'Right-wing' and 'teenager' are not a contradiction in terms. Picture by Simenon.
There's a thing about identity politics: it warps the mind. You end up thinking in neatly-delineating boxes, where you automatically assume that a person who is X cannot possibly be Y. It's called 'stereotyping' when not done by a suitably progressive government, and the net result of it - no matter who's in charge - is articles like this, where the existence of people who seep outside the boundaries appointed to their demographic is a source of genuine bewilderment.

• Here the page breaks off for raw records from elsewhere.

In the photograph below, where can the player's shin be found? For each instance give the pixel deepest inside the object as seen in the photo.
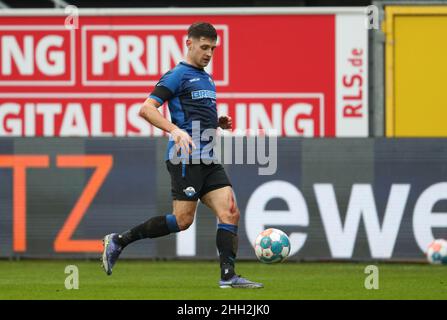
(153, 228)
(227, 244)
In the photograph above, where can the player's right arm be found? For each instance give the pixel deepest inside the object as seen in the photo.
(150, 113)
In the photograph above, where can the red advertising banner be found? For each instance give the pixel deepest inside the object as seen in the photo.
(299, 73)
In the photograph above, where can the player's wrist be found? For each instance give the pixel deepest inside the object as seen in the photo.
(172, 128)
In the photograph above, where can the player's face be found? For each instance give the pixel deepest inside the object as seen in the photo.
(200, 51)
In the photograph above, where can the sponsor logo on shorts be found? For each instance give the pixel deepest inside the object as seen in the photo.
(190, 191)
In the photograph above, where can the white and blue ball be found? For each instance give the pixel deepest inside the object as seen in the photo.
(272, 245)
(437, 252)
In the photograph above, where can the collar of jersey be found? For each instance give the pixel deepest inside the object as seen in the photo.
(191, 66)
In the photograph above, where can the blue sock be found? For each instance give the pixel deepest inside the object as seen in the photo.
(227, 244)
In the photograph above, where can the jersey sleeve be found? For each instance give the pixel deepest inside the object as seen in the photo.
(167, 87)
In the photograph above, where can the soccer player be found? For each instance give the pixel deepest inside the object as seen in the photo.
(191, 96)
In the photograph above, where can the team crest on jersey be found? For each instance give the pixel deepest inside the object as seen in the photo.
(190, 191)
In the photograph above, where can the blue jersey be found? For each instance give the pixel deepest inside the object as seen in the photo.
(191, 96)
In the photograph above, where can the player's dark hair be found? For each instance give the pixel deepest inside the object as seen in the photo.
(202, 29)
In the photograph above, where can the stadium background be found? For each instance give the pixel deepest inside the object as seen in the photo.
(366, 185)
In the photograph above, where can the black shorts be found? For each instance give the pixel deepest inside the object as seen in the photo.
(190, 182)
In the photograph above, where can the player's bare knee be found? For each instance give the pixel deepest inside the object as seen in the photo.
(184, 221)
(230, 216)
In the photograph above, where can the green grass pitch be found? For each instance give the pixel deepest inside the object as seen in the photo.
(197, 280)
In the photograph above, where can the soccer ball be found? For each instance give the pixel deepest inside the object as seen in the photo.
(272, 245)
(437, 252)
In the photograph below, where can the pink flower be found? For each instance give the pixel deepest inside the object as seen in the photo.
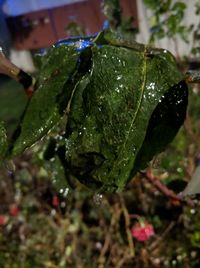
(142, 231)
(55, 201)
(14, 210)
(3, 220)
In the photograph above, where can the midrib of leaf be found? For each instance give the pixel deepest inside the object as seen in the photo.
(136, 112)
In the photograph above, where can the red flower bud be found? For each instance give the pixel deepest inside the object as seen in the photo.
(55, 201)
(3, 220)
(142, 231)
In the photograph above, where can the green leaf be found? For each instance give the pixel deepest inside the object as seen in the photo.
(46, 106)
(114, 110)
(3, 141)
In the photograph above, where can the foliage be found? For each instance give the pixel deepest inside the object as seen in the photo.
(196, 34)
(43, 223)
(166, 20)
(114, 120)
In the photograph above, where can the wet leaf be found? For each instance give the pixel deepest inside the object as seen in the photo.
(45, 108)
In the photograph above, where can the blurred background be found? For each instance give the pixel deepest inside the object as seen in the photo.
(42, 222)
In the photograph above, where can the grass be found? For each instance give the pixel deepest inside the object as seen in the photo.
(12, 102)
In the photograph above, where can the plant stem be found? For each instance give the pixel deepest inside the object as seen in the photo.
(14, 72)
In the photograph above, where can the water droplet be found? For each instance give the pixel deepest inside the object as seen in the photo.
(192, 211)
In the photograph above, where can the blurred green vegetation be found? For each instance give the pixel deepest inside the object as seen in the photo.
(84, 230)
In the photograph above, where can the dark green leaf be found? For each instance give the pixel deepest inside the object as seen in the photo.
(44, 109)
(114, 109)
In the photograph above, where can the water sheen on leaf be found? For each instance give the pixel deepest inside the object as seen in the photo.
(44, 109)
(124, 103)
(114, 109)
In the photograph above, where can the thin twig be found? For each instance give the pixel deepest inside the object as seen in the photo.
(127, 223)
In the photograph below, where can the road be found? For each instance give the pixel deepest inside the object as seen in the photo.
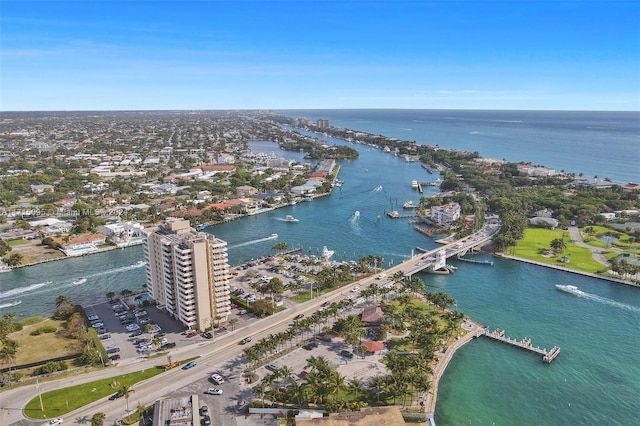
(221, 351)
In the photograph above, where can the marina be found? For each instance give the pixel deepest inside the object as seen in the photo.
(498, 334)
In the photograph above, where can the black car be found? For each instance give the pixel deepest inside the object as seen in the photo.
(346, 354)
(116, 395)
(310, 346)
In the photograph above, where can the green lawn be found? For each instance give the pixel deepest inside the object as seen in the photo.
(61, 401)
(537, 240)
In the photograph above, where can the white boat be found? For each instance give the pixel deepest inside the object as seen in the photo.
(326, 253)
(570, 289)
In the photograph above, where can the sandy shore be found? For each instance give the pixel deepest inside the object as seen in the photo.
(443, 360)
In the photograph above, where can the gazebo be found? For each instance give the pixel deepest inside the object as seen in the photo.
(373, 346)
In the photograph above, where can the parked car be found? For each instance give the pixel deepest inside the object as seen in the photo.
(116, 395)
(217, 379)
(189, 365)
(274, 366)
(346, 354)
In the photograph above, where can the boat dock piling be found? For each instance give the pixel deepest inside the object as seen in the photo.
(498, 334)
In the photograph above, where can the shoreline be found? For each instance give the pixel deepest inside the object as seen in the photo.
(442, 362)
(574, 271)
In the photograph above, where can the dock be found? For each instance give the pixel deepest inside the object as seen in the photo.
(396, 215)
(498, 334)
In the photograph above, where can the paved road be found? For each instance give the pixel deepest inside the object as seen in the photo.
(576, 238)
(217, 352)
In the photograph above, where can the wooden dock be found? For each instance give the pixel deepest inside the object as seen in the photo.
(498, 334)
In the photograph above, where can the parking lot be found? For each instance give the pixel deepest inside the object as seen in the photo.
(114, 333)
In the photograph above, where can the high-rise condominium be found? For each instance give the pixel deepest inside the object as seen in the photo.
(188, 273)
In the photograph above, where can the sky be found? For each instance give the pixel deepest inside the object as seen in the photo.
(315, 54)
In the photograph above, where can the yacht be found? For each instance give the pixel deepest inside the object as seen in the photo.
(326, 253)
(570, 289)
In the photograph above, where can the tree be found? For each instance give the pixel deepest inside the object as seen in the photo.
(558, 245)
(98, 419)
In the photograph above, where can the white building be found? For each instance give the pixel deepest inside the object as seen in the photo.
(124, 234)
(444, 215)
(188, 273)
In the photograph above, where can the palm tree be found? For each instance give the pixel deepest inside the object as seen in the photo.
(126, 392)
(355, 386)
(336, 383)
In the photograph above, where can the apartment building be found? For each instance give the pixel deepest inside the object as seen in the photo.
(188, 274)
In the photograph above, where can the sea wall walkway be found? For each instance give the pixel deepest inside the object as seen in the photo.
(574, 271)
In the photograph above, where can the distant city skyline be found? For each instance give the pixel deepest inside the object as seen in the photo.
(307, 54)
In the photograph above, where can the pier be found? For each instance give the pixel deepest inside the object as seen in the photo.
(498, 334)
(396, 215)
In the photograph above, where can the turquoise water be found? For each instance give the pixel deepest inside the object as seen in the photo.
(595, 380)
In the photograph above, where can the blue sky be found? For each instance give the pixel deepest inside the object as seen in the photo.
(209, 54)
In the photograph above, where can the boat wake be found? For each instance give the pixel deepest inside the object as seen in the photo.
(7, 305)
(29, 288)
(593, 297)
(270, 237)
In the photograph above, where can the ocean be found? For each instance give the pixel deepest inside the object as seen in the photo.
(603, 144)
(595, 380)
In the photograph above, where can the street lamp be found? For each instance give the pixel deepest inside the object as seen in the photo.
(100, 355)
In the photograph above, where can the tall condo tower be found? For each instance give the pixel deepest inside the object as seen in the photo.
(188, 274)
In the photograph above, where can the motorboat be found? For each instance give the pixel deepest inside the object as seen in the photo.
(326, 253)
(570, 289)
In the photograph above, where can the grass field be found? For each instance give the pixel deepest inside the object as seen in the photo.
(44, 346)
(538, 240)
(60, 401)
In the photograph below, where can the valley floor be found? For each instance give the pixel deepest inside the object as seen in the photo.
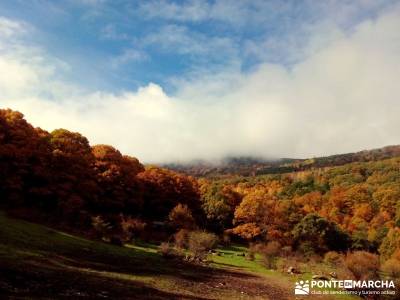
(41, 263)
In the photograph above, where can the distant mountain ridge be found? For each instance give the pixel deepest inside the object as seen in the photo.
(251, 166)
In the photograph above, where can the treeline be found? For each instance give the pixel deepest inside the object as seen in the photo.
(251, 166)
(58, 175)
(352, 207)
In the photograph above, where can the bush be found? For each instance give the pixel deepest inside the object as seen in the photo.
(131, 227)
(392, 267)
(200, 242)
(270, 253)
(166, 250)
(181, 217)
(333, 258)
(101, 227)
(181, 238)
(362, 264)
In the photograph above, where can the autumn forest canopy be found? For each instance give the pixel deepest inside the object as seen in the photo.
(59, 178)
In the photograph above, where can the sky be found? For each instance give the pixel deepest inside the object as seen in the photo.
(173, 81)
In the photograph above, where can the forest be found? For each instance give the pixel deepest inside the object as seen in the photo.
(348, 215)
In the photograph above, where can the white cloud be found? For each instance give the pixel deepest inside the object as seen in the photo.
(342, 96)
(129, 56)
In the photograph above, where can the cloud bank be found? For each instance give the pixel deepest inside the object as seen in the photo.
(343, 95)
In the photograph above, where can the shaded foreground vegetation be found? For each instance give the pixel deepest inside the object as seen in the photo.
(38, 262)
(342, 219)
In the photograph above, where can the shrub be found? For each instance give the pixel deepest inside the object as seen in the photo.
(333, 258)
(131, 227)
(200, 242)
(270, 253)
(181, 217)
(392, 267)
(251, 252)
(166, 250)
(320, 234)
(362, 264)
(181, 238)
(101, 227)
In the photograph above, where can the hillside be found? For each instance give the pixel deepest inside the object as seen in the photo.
(39, 262)
(251, 166)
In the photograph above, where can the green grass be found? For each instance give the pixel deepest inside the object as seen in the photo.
(37, 262)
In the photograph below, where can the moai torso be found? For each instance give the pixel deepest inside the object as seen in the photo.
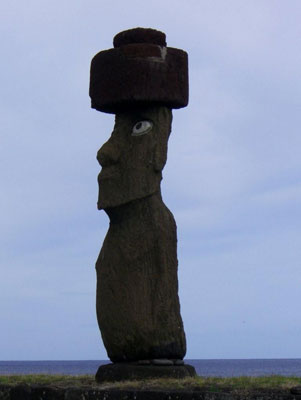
(137, 302)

"A new US magazine promoting a rightwing agenda to teenagers defies young people's natural desire to rebel," writes Victoria Bekiempis. I can tell you now, as a 'conservative' teen, that that's flat-out wrong: the reason that I'm a libertarian, rather than a modern liberal or even a social democrat, is the elitist attitude that those two ideologies exhibit. A long time spent reading newspapers, political blogs, and watching current affairs programmes - not to mention run-ins with prolier-than-thou activists in my personal life - has taught me that a great many modern 'liberals' tub their nose up at anyone whose views are distinct from theirs, and may regard them not only as wrong, but quite, quite mad.
Victoria Bekiemphis is guilty of exactly this in her own article, with her amazement at how teens could possibly hold such views, and the Nazi references throughout. Modern 'liberals' - and leftist ideologies in general - tend to take their supporters for granted and their critics for idiots. The comments are yet more evidence of the same: how many refer to this magazine's audience as nutcases, loners, or losers, simply because they don't have the political allegiance that 'liberal' commentors think they should have? Taking ideas and values that such narrow-minded people have claimed as their own and shoving them up their perfumed noses is rebelling, in its own right. Reading through the intoxicating judgementalism, unfounded allegations, and character assassination, I'm becoming ever more convinced that I made the right choice.